The Hellenic Data Protection Authority launched, in December 2024, the implementation of the project entitled “Driven by risk: Fostering data protection risk assessment for SMEs and raising risk awareness among the general public (byRisk)”, following the successful submission of a proposal to the European Commission (https://byrisk-project.eu/). It is noted that the project is implemented under the coordination of the Authority and in cooperation with the University of Piraeus and the Greek ICT company Abovo, and is co-funded at a rate of 90% by the European Commission.[1]
The project has two main objectives:
- To provide practical support to small and medium-sized enterprises (SMEs), acting as “data controllers”, through the development and provision of a tool for assessing the risks associated with the personal data processing activities they carry out.
- To ensure appropriate information and awareness-raising for all interested parties (the general public, ICT professionals and students), also through the development and provision of a tool for information and risk awareness related to common data processing activities carried out by a wide range of data controllers.
For the development of these tools, a needs assessment was conducted, along with the analysis and definition of relevant data protection requirements arising from the applicable national and European legal and regulatory framework.
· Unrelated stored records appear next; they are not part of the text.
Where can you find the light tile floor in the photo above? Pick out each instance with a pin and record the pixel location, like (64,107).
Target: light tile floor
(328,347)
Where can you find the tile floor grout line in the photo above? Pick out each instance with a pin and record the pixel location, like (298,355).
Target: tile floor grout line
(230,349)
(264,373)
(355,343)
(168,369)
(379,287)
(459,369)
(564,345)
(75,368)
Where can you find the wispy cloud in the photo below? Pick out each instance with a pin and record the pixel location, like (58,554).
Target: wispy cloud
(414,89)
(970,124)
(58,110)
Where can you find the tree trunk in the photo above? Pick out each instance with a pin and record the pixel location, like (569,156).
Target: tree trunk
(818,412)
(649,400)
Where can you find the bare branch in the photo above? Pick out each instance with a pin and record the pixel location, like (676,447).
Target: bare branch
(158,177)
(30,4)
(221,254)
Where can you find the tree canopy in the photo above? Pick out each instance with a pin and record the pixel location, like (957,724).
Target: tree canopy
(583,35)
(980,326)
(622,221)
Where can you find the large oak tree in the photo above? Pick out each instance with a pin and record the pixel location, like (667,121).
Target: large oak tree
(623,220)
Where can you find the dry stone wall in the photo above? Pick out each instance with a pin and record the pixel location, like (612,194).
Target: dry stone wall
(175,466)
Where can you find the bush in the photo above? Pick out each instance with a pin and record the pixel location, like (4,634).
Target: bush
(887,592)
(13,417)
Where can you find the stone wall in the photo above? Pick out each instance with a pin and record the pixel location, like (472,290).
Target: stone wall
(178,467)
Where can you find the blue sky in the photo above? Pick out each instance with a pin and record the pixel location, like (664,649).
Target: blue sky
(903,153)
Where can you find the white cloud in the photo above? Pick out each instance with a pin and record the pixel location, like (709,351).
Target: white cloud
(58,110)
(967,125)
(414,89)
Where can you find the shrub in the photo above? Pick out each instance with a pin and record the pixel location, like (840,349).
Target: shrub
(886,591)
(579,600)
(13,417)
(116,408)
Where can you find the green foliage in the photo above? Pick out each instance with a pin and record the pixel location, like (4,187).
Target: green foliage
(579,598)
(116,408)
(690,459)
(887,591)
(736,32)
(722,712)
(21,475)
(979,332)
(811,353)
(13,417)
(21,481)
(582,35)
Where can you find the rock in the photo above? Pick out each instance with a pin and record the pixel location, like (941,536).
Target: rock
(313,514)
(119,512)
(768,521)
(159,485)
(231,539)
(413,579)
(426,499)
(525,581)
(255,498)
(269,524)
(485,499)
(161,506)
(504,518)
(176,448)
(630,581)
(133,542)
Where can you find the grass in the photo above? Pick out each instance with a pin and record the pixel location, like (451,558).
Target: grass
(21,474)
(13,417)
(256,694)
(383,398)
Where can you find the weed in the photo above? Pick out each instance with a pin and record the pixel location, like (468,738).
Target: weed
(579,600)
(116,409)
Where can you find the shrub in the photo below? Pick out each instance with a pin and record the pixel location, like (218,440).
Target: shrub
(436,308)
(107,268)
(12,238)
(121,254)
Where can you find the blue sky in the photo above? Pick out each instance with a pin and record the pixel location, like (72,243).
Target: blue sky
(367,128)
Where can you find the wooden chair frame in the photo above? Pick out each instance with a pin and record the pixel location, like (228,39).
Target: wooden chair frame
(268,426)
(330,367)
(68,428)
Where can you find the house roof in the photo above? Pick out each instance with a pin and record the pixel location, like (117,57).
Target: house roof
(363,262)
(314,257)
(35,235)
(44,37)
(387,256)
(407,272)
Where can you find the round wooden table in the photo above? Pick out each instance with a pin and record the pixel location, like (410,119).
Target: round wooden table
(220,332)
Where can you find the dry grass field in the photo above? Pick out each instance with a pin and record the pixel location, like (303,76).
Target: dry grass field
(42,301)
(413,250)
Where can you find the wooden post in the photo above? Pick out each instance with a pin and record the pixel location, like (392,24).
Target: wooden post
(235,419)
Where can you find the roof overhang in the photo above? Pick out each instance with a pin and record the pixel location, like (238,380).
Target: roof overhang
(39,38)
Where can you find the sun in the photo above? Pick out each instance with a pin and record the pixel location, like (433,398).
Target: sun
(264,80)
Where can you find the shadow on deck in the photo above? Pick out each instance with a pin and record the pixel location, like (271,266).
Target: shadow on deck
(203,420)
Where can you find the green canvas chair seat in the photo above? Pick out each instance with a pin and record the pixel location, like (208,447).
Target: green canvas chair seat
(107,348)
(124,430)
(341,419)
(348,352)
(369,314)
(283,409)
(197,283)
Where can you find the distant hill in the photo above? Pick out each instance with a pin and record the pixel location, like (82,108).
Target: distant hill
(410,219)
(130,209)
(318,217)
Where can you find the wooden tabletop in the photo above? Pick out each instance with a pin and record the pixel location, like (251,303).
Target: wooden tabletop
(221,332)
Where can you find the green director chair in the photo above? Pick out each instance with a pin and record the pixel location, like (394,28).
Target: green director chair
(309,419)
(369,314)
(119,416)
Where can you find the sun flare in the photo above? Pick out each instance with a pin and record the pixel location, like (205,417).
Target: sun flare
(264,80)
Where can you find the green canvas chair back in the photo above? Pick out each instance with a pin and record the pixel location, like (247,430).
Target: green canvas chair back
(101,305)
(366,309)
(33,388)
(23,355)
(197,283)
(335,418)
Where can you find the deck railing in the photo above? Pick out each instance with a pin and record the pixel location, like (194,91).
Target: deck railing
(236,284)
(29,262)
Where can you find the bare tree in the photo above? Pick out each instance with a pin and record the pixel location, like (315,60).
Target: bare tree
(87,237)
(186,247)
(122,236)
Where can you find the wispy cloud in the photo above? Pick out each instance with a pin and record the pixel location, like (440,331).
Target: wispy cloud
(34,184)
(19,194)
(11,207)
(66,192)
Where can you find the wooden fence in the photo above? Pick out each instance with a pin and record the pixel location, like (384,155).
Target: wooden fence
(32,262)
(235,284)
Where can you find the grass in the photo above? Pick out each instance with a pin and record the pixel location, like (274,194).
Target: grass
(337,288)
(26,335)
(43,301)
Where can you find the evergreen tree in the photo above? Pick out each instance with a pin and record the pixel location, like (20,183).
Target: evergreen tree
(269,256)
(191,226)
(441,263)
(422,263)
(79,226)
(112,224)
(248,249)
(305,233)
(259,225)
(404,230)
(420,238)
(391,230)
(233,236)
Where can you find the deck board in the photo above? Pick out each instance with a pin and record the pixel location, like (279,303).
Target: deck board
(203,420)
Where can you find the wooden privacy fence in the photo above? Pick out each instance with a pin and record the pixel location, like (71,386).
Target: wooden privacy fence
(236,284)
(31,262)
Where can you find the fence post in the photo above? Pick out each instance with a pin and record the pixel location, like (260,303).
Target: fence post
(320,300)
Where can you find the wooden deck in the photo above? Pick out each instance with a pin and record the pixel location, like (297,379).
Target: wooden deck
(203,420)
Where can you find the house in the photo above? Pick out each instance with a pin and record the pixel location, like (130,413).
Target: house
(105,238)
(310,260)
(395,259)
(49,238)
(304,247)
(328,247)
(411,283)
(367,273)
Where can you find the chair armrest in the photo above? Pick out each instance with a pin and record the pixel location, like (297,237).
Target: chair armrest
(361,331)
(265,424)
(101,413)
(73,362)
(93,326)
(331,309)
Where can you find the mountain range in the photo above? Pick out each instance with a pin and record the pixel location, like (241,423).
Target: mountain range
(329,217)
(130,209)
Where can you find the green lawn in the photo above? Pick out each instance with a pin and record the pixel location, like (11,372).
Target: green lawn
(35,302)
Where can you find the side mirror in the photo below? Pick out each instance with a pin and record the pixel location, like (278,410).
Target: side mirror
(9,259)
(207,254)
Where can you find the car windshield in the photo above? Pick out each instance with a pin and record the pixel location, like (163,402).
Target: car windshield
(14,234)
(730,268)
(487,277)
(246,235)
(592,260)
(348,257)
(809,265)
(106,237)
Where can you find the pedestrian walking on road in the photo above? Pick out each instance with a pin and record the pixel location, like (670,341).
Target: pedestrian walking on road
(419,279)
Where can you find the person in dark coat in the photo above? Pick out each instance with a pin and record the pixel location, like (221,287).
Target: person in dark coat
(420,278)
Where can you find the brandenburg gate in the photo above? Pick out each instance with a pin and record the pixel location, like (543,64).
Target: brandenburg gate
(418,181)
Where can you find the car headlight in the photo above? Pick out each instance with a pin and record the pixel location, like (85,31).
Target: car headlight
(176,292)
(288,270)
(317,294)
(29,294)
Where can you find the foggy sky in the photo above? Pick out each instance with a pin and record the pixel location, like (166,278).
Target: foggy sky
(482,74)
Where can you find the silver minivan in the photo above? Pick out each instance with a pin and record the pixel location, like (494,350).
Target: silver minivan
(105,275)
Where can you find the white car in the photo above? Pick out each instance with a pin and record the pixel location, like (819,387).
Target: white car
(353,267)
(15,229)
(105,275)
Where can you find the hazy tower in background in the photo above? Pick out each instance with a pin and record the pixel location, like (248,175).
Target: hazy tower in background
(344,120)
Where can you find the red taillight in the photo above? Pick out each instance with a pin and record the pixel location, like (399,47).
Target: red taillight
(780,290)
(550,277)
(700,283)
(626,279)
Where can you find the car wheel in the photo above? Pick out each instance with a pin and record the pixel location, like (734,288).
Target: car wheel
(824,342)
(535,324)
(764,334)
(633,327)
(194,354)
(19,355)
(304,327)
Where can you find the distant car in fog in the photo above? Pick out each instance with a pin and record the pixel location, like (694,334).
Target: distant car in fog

With the aid of a dedicated questionnaire, the relevant needs of SMEs regarding the risk assessment of data processing activities were identified, and the corresponding requirements were analysed and specified. SMEs operating in the sectors of tourism, education, retail trade, catering, healthcare and information technology services were approached, mainly through their professional associations.
Within this framework, the following tools are being developed:
• Risk Assessment Tool for Small and Medium-sized Enterprises: the individual software components, databases and user interfaces implementing the tool’s functionalities have already been developed, while testing is underway to verify and validate its accuracy, reliability and usability. The tool is expected to be completed and launched in pilot operation by March 2026.
• Data Protection Risk Awareness Tool: its development was based on a platform created within a previous project of the Authority, which initially supported multilingual questionnaires and document generation. For the purposes of the current project, the platform was extended to incorporate a structured risk modelling framework, including conceptual entities, mappings between entities and the mechanisms required to derive risk-related conclusions. The tool provides both an end-user interface and an administrative interface, delivered as web applications, and has been developed as a full JavaScript application.
To disseminate the project results, a series of actions has been designed and is being implemented, including the development of a dedicated project website, the publication of press releases, newsletters, leaflets and articles in the media. In addition, the organisation of an international conference is planned for October 2026, aiming to promote the sustainability of the project results. Representatives of peer supervisory authorities from EU Member States and of the European Data Protection Supervisor, the European Commission, as well as academic experts and researchers in the field of data protection, are expected to participate in the conference.
[1] The byRisk project is funded by the European Union’s Citizens, Equality, Rights and Values (CERV) Programme and is coordinated by the Hellenic Data Protection Authority. The views and opinions expressed are those of the project partners only and do not necessarily reflect those of the European Union or the European Commission. Neither the European Union nor the granting authority can be held responsible for them.